So there's a big flamey thread over on python-list about the Python 3.x type-annotation. Thing is, I can't say the annotations seem all *that* important to the behaviour (static type checking): Consider this Python 2.7 decorator-set:

def _func_annotation_for(func):
    """Retrieve the function annotation for a given function or create it"""
    current = getattr(func,'func_annotation',None)
    if current is None:
        current = func.func_annotation = {}
    return current 
def types( *types, **named ):
    def annotate(function):
        base = _func_annotation_for(function)
        base.update(named)
        if hasattr( function, 'func_code' ): # python 2.x
            names = function.func_code.co_varnames
        else:
            names = function.__code__.co_varnames
        
        for name, typ in zip(names, types):
            base[name] = typ
        return function 
    return annotate
def returns( typ ):
    def annotate(function):
        _func_annotation_for(function)['return'] = typ 
        return function 
    return annotate

That's a few lines of code and would seem to do the bulk of what type annotations do, namely populate a func_annotation dictionary and provide a textual clue as to where the type annotations are for AST or similar tools. It's true that it doesn't look as integrated as the syntax-based annotations, but to my eyes it actually looks cleaner when reading:

@types((int, float, complex), d=int, b=str)
@returns(float)
def x(a, b, c, d=3):
    return float(d)

The extra fluff (type annotations) is separated out and doesn't cloud the parameter list, you can use long type expressions to specify unions-of-types and the like without making it impossible to see your parameters. You can just annotate the functions/parameters you care about... etc. Compare the same example with inline syntactic annotations:

def x(a: (int,float,complex), b: str, c, d=3:int) -> float:
    return float(d)

Read that second example and ask yourself "what are the parameter names"... hmm, that took a bit to parse, now what happens when those type expressions grow long and convoluted? You get the nice locality of reference, but now you have type-itis all through your parameter lists.
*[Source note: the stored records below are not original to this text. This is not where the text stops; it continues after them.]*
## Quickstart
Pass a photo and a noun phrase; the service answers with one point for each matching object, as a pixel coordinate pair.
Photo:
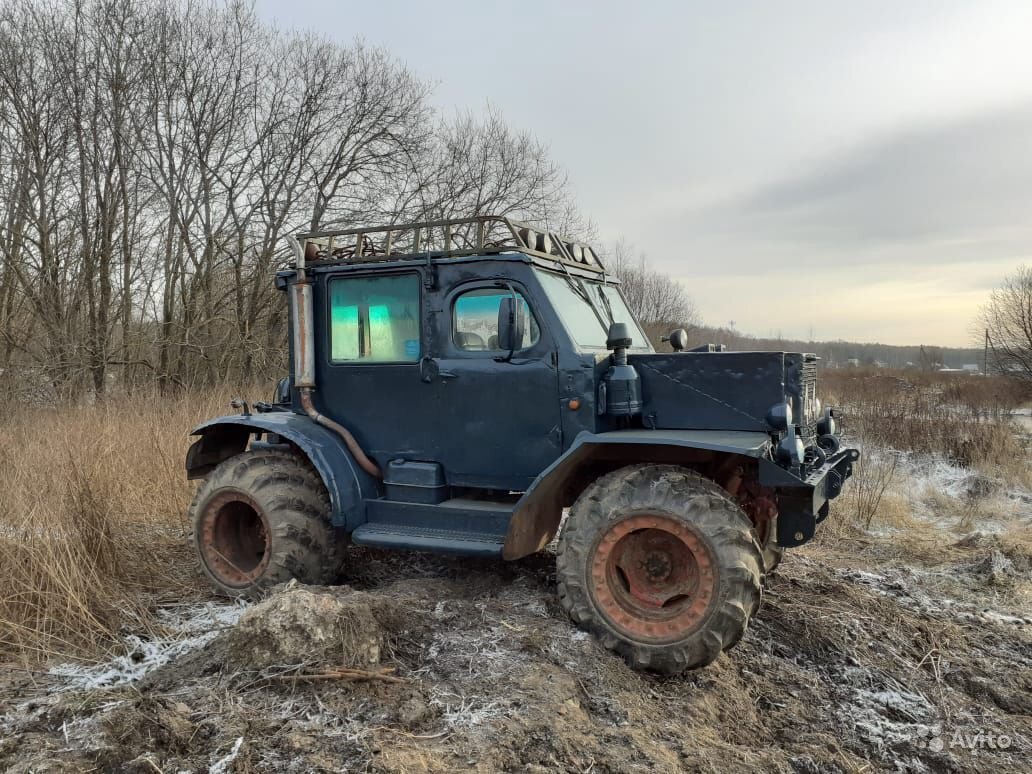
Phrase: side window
(475, 320)
(375, 319)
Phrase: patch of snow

Bonus points that you can do the decorator-based annotations in Python 2.7 and they should work fine in 3.x as well, while the inline static stuff is 3.x only AFAIK. The inline static stuff, does allow you to annotate nested parameters and wildcards (named/positional args). I don't know how often those are really going to get type annotations, but I wouldn't consider it a blocker until I saw people really stumbling on it... and then I'd likely tell people to write a couple of more lines of code to solve it.

The real issue that argues for the syntactic embedding is refactoring/maintenance not updating the annotations in line with parameter changes (again, locality is somewhat important there).

Just for reference, PyOpenGL has a decorator that does type-annotations in order to get functions pulled out of DLLs via ctypes, that looks like this:

@_f
@_p.types(None,_cs.GLsync,_cs.GLenum,_cs.GLsizei,arrays.GLsizeiArray,arrays.GLintArray)
def glGetSynciv(sync,pname,bufSize,length,values):pass

Where @_f is the "turn it into a ctypes function" and @_p.types( returntype, argtypes ) is the type-annotation code that just adds the type-annotations to the function's dictionary. That works across Python versions, allows IDEs to provide argument names, is fairly concise (PyOpenGL has a lot of function declarations), etc.